The [CDF](https://en.wikipedia.org/wiki/Uniform_distribution_(continuous)#Cumulative_distribution_function) for H is:
$$
F(x) = \frac{x-9}{10}
$$
And we want to solve:
$$
F(F^{-1}(u)) = u \\
\frac{F^{-1}(u)-9}{10} = u \\
F^{-1}(u) = 9 + 10 * u
$$

Check it out! We found $ 9 + 10 * u $ which is exactly what we've be writing in our queries: `9 + 10 * CONSISTENT_RAND(key)`.

Now, what if we switch the problem to something slightly different and instead of spreading out our users evenly throughout the day, we want them to spread out according to an exponential distribution. This way more users fall into earlier hours and fewer into later hours -- maybe the downstream work is easier to do early in the day before people get tired. Also let's forget about the working day hours for this part.

For the uniform to exponential case we have our sampler, $ U \sim Unif(0,1) $ and our hours, $ H \sim Expon(1) $.
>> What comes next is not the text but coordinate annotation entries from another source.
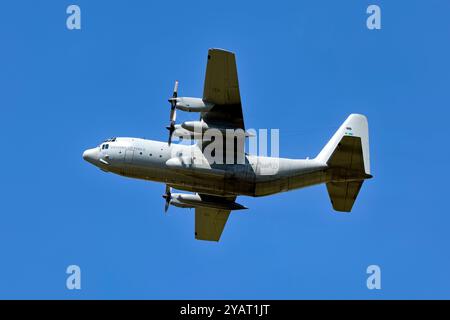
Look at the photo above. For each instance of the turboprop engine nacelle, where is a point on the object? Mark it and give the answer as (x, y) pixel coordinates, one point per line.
(192, 104)
(185, 200)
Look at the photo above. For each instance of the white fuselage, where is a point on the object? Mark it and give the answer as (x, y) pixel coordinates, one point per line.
(180, 166)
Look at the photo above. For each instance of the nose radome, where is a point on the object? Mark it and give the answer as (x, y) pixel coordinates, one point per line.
(89, 155)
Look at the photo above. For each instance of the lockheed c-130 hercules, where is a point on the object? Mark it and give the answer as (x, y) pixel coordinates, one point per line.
(343, 164)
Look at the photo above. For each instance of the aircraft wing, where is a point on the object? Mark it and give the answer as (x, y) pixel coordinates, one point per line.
(222, 89)
(209, 223)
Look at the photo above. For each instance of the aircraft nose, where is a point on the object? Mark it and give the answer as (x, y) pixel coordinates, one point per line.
(90, 155)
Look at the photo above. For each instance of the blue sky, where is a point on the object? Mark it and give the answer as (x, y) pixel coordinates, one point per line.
(303, 67)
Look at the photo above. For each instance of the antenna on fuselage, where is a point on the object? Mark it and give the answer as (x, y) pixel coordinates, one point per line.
(167, 196)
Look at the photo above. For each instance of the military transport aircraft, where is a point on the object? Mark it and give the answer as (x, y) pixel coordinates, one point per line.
(343, 164)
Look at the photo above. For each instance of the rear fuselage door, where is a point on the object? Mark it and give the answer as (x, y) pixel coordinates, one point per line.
(129, 154)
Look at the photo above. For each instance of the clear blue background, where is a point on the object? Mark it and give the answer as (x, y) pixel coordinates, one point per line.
(303, 67)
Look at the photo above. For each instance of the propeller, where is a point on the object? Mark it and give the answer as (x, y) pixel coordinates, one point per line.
(173, 112)
(167, 196)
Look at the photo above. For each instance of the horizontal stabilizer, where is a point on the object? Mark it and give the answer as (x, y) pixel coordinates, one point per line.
(343, 194)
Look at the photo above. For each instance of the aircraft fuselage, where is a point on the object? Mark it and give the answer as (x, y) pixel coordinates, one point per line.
(174, 165)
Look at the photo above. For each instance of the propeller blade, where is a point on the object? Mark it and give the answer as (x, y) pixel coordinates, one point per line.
(173, 112)
(175, 89)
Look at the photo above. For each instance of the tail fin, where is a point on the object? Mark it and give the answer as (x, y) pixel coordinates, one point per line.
(348, 159)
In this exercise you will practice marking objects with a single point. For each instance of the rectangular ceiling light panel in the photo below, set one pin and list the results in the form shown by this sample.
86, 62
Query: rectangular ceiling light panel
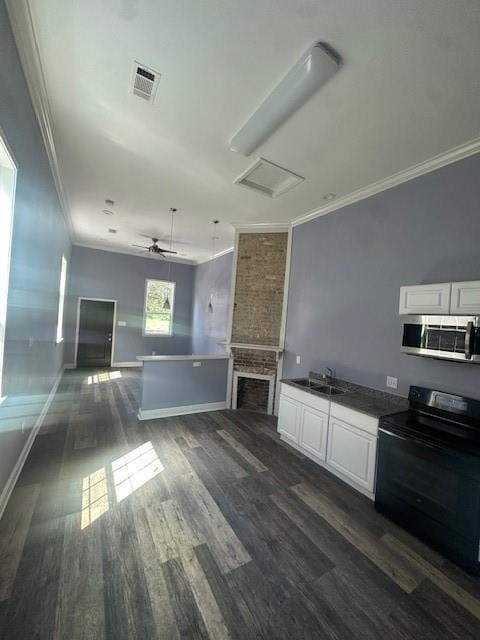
313, 69
268, 178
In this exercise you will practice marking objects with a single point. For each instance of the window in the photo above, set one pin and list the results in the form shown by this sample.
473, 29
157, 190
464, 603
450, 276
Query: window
61, 299
158, 311
8, 172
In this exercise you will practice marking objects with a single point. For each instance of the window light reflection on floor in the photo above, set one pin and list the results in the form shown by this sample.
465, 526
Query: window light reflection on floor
104, 377
94, 497
134, 469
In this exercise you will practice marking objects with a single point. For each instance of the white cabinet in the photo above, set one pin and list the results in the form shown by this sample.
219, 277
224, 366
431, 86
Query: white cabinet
289, 418
337, 437
425, 299
313, 431
352, 452
465, 298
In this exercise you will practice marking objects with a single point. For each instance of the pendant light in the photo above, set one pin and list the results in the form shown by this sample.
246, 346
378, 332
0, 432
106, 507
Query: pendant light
166, 304
214, 237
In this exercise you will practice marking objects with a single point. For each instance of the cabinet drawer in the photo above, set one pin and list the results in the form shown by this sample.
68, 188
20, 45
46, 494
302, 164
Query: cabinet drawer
316, 402
288, 418
352, 452
465, 298
313, 432
425, 298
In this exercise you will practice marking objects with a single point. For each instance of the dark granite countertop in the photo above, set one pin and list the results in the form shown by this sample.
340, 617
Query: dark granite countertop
364, 399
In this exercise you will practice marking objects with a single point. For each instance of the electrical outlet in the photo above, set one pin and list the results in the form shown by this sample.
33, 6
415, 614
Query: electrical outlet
392, 382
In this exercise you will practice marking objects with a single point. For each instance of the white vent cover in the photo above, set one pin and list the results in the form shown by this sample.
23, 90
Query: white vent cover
145, 81
268, 178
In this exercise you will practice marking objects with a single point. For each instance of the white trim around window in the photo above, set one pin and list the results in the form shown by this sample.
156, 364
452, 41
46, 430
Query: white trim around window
149, 333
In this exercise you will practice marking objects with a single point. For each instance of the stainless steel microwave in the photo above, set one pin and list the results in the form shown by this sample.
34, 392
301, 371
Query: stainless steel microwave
446, 337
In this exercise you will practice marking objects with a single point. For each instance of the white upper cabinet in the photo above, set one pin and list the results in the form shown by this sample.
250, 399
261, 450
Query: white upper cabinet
465, 298
425, 299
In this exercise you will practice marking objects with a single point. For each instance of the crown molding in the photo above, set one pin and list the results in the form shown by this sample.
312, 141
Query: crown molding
21, 20
437, 162
261, 227
215, 256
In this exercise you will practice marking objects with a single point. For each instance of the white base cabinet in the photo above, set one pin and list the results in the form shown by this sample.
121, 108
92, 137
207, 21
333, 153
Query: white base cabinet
352, 452
339, 438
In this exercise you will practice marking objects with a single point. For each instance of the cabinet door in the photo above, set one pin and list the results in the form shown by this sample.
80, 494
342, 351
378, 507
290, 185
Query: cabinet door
352, 451
288, 418
313, 431
465, 298
425, 298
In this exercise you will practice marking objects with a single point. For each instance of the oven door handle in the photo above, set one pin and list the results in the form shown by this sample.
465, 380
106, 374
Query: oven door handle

The [CDF](https://en.wikipedia.org/wiki/Exponential_distribution#Cumulative_distribution_function) for H is:
$$
F(x) = 1 - e^{-x}
$$
And, like before, we want to solve:
$$
F(F^{-1}(u)) = u \\
1 - e^{-F^{-1}(u)} = u \\
e^{-F^{-1}(u)} = 1 - u \\
-F^{-1}(u) = ln(1 - u) \\
F^{-1}(u) = -ln(1 - u)
$$

In BigQuery we can write `-1 * LN(1 - CONSISTENT_RAND(key))` and our groups will follow the exponential distribution.

# A/B tests

You might be asking, what does this have to do with A/B tests? When creating an A/B test, we often want to:
1. Randomly and consistently place users into test groups
1. Allow new users to get into existing groups as they arrive
1. Make sure those assignments don't change over time

This turns out to be very similar to what we have laid out above and we can show it with a quick, familiar query. Our goal is to split our 10,000 users into two evenly sized groups, `A` and `B`:

```sql
WITH src AS (
  SELECT
    user_id,
    `project.dataset.CONSISTENT_RAND`(CONCAT(user_id, 'ab_test_1')) AS u
  FROM UNNEST(GENERATE_ARRAY(1, 10000)) user_id
)

SELECT 
  CASE
    WHEN u >= 0.5 THEN 'A'
    ELSE 'B'
  END AS test_group, 
  ARRAY_AGG(user_id) AS user_ids,
  COUNT(user_id) AS group_size
FROM src
GROUP BY test_group
ORDER BY test_group
```

If we use the combination of `user_id` and the name of the test as the salt, `ab_test_1`, then we can make sure that a user will always be in the same group for that test. And since our pipeline runs many times during the day, any new users will automatically be placed into a group during each run. Last, if we wanted to change from equal group sizes, then we can simply change the `0.5` split to any number within `[0,1]`.

# Conclusion

In the end, we've created a tidy UDF in BigQuery to help create random and consistent values that we can use for making A/B test groups and when working within idempotent data pipelines.